Le mélange des forces, sous la forme du moment angulaire, de l’attraction gravitationnelle et de l’inertie des masses en chute libre, peut finir par aplatir la masse galactique en forme de disque. Certaines étoiles étant entraînées dans des trajectoires moins circulaires que d’autres, les aberrations des orbites peuvent lentement s’amplifier, affectant d’autres trajectoires stellaires pour former des structures distinctes que nous voyons sous forme de barres.
Un autre exemple de galaxie spirale barrée, NGC 1073, qui ressemble beaucoup à la Voie lactée et photographiée ici par le télescope spatial Hubble. (NASA & ESA)

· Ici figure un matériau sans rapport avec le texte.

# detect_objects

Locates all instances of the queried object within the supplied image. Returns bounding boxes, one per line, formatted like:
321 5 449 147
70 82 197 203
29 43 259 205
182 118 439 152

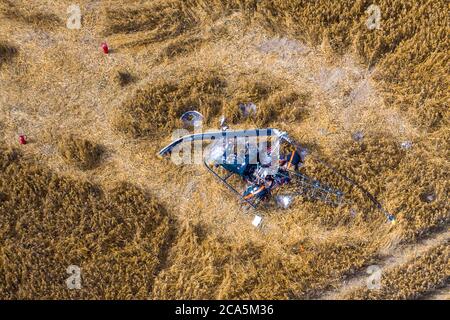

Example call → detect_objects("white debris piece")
252 215 262 228
239 102 256 117
275 196 292 209
400 141 412 150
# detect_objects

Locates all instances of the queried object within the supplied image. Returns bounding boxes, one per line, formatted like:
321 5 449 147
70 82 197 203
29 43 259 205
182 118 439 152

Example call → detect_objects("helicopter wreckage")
159 123 395 226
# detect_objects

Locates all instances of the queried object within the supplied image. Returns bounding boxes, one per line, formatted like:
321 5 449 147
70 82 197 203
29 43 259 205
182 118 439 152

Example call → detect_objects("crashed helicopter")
159 121 395 222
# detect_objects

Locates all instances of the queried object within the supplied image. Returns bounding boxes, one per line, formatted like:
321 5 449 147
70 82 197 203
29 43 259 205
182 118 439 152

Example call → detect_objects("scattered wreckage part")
159 128 290 156
180 110 204 127
239 102 256 117
159 128 395 223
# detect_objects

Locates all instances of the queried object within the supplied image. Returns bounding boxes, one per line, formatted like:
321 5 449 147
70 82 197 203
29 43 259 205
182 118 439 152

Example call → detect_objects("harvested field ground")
0 0 450 299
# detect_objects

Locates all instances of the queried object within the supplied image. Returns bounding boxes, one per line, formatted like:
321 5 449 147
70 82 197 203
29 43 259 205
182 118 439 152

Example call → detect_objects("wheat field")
0 0 450 299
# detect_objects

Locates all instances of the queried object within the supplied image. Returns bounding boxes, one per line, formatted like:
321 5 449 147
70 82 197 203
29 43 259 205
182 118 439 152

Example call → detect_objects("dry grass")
58 135 103 170
0 150 174 299
345 242 450 300
0 42 19 66
0 0 450 299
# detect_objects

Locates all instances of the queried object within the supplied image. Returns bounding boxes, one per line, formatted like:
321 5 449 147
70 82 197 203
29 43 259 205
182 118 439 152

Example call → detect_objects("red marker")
101 42 109 54
19 135 27 144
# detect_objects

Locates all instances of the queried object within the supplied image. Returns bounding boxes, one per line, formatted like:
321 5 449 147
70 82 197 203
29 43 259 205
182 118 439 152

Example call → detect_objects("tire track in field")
317 227 450 300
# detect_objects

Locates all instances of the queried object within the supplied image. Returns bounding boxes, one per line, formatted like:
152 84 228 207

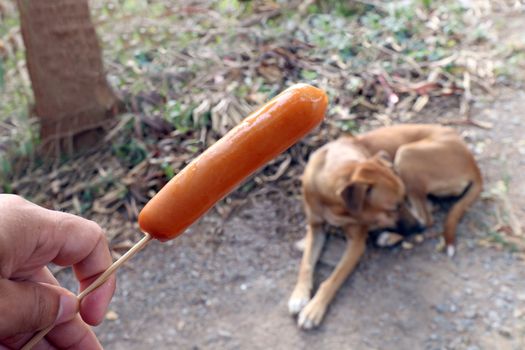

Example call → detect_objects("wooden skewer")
21 233 152 350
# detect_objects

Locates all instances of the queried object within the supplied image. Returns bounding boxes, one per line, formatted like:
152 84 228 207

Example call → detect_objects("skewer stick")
21 233 152 350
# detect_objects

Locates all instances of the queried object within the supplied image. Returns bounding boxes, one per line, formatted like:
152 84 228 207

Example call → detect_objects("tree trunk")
17 0 118 150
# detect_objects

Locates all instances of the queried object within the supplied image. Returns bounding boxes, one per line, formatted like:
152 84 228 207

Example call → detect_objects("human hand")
0 194 115 350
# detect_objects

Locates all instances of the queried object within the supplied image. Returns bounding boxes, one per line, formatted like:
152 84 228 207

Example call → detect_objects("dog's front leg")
288 224 326 315
297 225 367 329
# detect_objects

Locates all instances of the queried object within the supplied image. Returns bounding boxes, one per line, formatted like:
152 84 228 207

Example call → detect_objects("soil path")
59 10 525 350
81 91 525 350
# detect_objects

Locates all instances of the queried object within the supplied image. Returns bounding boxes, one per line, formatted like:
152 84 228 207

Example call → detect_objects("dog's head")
340 152 415 231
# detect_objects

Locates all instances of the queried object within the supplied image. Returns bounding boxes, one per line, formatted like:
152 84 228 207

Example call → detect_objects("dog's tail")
443 167 483 255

À leur tour, les structures telles que les barres ou les galaxies voisines peuvent exercer leur influence sur la propagation des objets dans une galaxie, produisant de vastes ondulations qui apparaissent comme des spirales lorsque la galaxie tourne.
Comme on peut l’imaginer, la formation d’une galaxie devrait nécessiter des forces soutenues agissant sur de longues périodes. Pourtant, la découverte de ceers-2112 pourrait nous amener à reconsidérer ce qui est nécessaire pour transformer une tache nébuleuse en un majestueux tourbillon.
Toujours selon de la Vega :
Autrefois, lorsque l’Univers était très jeune, les galaxies étaient instables et chaotiques. On pensait que les barres ne pouvaient pas se former ou durer longtemps dans les galaxies de l’Univers primitif.
Cette découverte s’ajoute à toute une série de découvertes récentes et inattendues concernant les conditions de l’Univers primitif, des galaxies trop brillantes ou des trous noirs précoces qui se développent trop rapidement. Au fur et à mesure que le JWST continue à fournir des images stupéfiantes du cosmos à ses débuts, nous apprendrons sans doute non seulement comment des galaxies comme ceers-2112 ont vu le jour, mais aussi comment notre propre galaxie est devenue aussi étonnante qu’elle l’est aujourd’hui.
En janvier de cette année (2023), le JWST repérait déjà, à 11 milliards d’années-lumière, des galaxies spirales barrées trop avancées dans leur évolution.
L’étude publiée dans Nature : A Milky Way-like barred spiral galaxy at a redshift of 3 et annoncée sur le site de l’Université de Californie à Riverside : Milky Way-like galaxy found in the early universe.